Seis pessoas foram alvos do Ministério Público Estadual de MS por improbidade administrativa, em Campo Grande. Eles formavam, segundo a investigação, a ”Máfia do Câncer”, que usava o Hospital do Câncer Alfredo Abrão, para desviar dinheiro do Sistema Único de Saúde. O órgão cobrou a devolução de R$ 102 milhões dos envolvidos.
Na ação, o MPMS investigou o médico Adalberto Abrão Siufi; a médica falecida em 2021, Betina Siufi, ex-diretora do hospital; o dono da clínica Neorad e sócio de Adalberto, Issamir Farias Saffar, Blener Zan, ex-diretor presidente do hospital; Luiz Felipe Terrazes Mendes, ex-diretor da Fundação Carmen Prudente [que administrava o hospital] e Adalberto Chimenes, ex-funcionário do hospital.

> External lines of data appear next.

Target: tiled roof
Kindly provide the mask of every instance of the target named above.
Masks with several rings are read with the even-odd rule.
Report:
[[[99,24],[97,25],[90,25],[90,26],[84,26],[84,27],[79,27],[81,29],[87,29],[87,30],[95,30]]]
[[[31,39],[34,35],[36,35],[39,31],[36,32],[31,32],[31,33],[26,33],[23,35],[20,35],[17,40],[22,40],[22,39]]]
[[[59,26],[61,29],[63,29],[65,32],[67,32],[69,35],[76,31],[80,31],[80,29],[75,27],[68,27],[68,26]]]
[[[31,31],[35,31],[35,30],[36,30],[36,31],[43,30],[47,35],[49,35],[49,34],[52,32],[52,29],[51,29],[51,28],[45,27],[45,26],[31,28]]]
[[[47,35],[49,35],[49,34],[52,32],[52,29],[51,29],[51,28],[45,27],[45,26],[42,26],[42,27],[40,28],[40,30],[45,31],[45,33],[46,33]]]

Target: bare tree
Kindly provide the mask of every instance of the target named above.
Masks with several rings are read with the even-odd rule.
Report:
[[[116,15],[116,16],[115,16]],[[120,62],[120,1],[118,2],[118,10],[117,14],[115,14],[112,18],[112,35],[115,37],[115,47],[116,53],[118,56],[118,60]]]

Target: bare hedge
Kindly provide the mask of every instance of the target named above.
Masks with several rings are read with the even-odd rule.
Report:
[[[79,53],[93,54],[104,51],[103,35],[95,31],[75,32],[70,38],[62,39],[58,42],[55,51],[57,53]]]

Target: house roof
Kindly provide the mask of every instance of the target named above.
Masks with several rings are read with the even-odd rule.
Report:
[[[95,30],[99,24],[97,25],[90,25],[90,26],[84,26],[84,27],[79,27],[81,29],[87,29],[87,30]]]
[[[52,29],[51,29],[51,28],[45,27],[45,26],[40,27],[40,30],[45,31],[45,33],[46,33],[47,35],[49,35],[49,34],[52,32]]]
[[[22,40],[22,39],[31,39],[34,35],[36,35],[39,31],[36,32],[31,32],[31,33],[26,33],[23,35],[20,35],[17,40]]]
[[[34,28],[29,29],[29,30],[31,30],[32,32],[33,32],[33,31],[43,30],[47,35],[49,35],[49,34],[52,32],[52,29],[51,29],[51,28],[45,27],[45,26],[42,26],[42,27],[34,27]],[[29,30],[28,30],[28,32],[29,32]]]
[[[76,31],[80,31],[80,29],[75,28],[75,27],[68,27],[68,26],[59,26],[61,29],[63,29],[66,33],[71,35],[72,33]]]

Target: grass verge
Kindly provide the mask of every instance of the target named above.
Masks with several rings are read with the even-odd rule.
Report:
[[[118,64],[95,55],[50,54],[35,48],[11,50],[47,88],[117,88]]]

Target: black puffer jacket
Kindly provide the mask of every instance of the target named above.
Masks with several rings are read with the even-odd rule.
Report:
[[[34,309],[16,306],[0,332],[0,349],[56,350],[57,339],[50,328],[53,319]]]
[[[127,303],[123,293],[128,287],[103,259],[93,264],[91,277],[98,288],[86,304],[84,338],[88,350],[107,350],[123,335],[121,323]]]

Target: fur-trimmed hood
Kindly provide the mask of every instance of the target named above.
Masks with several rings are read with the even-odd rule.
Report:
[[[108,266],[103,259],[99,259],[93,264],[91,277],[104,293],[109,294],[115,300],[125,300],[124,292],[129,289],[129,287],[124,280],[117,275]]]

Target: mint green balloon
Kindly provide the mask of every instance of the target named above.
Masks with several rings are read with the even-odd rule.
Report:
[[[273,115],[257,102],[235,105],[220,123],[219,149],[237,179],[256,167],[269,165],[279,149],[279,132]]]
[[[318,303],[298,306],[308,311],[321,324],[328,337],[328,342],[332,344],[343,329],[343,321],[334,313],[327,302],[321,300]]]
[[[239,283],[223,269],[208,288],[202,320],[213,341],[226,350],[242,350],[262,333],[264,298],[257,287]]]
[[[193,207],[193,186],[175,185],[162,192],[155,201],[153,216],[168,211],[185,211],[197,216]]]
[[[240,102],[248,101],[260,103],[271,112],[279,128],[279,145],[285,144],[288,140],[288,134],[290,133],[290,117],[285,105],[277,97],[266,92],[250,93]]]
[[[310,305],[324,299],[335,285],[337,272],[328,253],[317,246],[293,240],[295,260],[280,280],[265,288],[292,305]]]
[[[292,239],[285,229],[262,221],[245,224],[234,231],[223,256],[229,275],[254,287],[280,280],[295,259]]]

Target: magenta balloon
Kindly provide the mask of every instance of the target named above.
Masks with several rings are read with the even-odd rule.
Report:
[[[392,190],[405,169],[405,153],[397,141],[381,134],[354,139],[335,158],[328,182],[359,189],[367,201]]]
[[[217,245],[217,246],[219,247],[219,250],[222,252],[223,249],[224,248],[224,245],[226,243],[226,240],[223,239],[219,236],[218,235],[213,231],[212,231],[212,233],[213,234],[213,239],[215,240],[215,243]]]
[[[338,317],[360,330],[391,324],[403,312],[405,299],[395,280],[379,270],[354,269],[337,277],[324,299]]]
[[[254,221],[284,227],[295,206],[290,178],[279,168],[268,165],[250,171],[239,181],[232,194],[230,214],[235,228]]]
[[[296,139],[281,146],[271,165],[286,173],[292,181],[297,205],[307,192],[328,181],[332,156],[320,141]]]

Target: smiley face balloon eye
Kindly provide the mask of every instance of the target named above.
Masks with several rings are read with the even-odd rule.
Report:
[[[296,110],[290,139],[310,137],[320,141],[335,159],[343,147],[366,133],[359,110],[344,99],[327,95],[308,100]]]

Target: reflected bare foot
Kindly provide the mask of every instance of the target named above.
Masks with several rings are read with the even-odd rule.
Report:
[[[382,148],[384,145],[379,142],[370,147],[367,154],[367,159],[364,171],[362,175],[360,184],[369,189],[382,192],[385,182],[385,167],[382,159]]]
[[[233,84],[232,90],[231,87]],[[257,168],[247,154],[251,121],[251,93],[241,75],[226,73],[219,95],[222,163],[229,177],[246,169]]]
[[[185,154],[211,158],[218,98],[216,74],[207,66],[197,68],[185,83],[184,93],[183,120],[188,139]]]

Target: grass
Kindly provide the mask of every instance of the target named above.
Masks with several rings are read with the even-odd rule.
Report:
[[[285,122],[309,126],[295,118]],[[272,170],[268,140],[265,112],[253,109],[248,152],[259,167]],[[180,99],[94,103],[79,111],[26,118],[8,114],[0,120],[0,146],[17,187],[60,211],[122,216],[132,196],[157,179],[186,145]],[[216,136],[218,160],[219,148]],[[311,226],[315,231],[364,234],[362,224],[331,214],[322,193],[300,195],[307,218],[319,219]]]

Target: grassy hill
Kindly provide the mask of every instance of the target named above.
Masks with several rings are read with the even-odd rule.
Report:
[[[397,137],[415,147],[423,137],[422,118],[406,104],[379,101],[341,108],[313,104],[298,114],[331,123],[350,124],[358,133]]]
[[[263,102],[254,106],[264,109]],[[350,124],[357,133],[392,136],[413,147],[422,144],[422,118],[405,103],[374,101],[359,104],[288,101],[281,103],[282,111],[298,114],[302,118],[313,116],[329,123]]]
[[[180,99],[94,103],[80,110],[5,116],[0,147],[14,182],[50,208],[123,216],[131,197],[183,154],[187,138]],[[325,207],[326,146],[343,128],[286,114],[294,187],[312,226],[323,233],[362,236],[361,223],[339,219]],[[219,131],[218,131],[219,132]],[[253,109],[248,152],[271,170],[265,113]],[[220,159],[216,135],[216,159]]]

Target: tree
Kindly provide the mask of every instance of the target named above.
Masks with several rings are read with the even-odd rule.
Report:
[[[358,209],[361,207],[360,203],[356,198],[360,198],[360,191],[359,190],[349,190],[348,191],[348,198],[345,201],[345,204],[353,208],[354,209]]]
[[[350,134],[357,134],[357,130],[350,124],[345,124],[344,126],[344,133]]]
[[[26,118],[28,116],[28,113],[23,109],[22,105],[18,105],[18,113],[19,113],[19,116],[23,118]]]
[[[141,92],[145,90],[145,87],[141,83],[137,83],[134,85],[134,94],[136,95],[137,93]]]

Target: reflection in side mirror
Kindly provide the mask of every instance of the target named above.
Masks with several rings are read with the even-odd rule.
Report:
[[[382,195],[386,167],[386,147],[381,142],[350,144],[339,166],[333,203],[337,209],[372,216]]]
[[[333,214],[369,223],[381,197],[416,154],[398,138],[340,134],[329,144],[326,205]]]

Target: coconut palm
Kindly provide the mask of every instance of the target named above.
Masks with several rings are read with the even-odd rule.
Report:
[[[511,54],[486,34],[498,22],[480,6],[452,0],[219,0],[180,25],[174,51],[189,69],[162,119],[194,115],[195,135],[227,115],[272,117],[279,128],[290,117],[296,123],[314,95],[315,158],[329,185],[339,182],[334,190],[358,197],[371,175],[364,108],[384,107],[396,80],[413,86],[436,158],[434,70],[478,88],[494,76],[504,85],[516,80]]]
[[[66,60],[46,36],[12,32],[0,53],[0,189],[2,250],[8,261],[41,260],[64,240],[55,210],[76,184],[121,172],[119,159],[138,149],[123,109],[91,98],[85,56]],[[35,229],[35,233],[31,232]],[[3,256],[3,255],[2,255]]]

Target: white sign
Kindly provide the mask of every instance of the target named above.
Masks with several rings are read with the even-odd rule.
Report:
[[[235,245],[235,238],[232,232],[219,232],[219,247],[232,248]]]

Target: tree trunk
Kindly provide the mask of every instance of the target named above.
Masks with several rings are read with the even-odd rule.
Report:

A ação foi recebida pela Justiça em agosto de 2014, mas o grupo já fora alvo de outros processos por acusações semelhantes. Em suma, a Promotoria alegou que o Hospital do Câncer Alfredo Abrão recebia dinheiro do SUS e contratava empresas de pessoas ligadas à unidade de saúde.
Em outro trecho, o MPMS acusa parte dos réus a autorizar e efetuar pagamentos sem prestação de serviços que justificassem o recebimento dos valores e ainda receber por plantões não realizados. Foi dito também que o hospital fazia pagamentos às empresas com valores de 70% acima do tabelado pelo SUS e contratar empresas sem quaisquer critérios formais e objetivos“.
Um dos episódios narrados pelos investigadores, o HCAA contratou a Neorad para sessões de quimioterapia e radioterapia em pacientes do hospital. Os valores eram pagos por meio de repasse da Prefeitura de Campo Grande e, em um determinado período, a gestão municipal enviou R$ 4,3 milhões ao hospital. Parte disso foi para as empresas de pessoas ligadas ao hospital.
Extinto
Apesar do farto conjunto de provas originadas na investigação, alguns dos réus acionaram o Tribunal de Justiça com um agravo de instrumento, julgado pela 2ª Câmara Cível do TJMS. A Corte, por unanimidade, acatou o pedido e extinguiu o processo sem resolução do mérito.
Na justificativa, os magistrados disseram que a Fundação Carmen Prudente, que gere o Hospital do Câncer, mantinha um mero contrato de prestação de serviços com o poder público. Sendo assim, não geria dinheiro público e não tinha destinação vinculada dos montantes.
Entramos em contato com os escritórios dos advogados dos ex-réus. A defesa de Issamir Saffar prometeu retorno. Deixamos recado para o profissional Leonardo Loubet, que defendeu Blenzer Zan. O telefone de Helvio Pissurno, que atua por Luiz Felipe consta como desligado. Não há divulgação de número telefônico da advogada Jaqueline Zambiasi, que repesentou Adalberto Chimenes. Não conseguimos o contato de Carlos Marques, que representa o espólio de Betina e Adalberto Siufi. No entanto, o espaço segue aberto.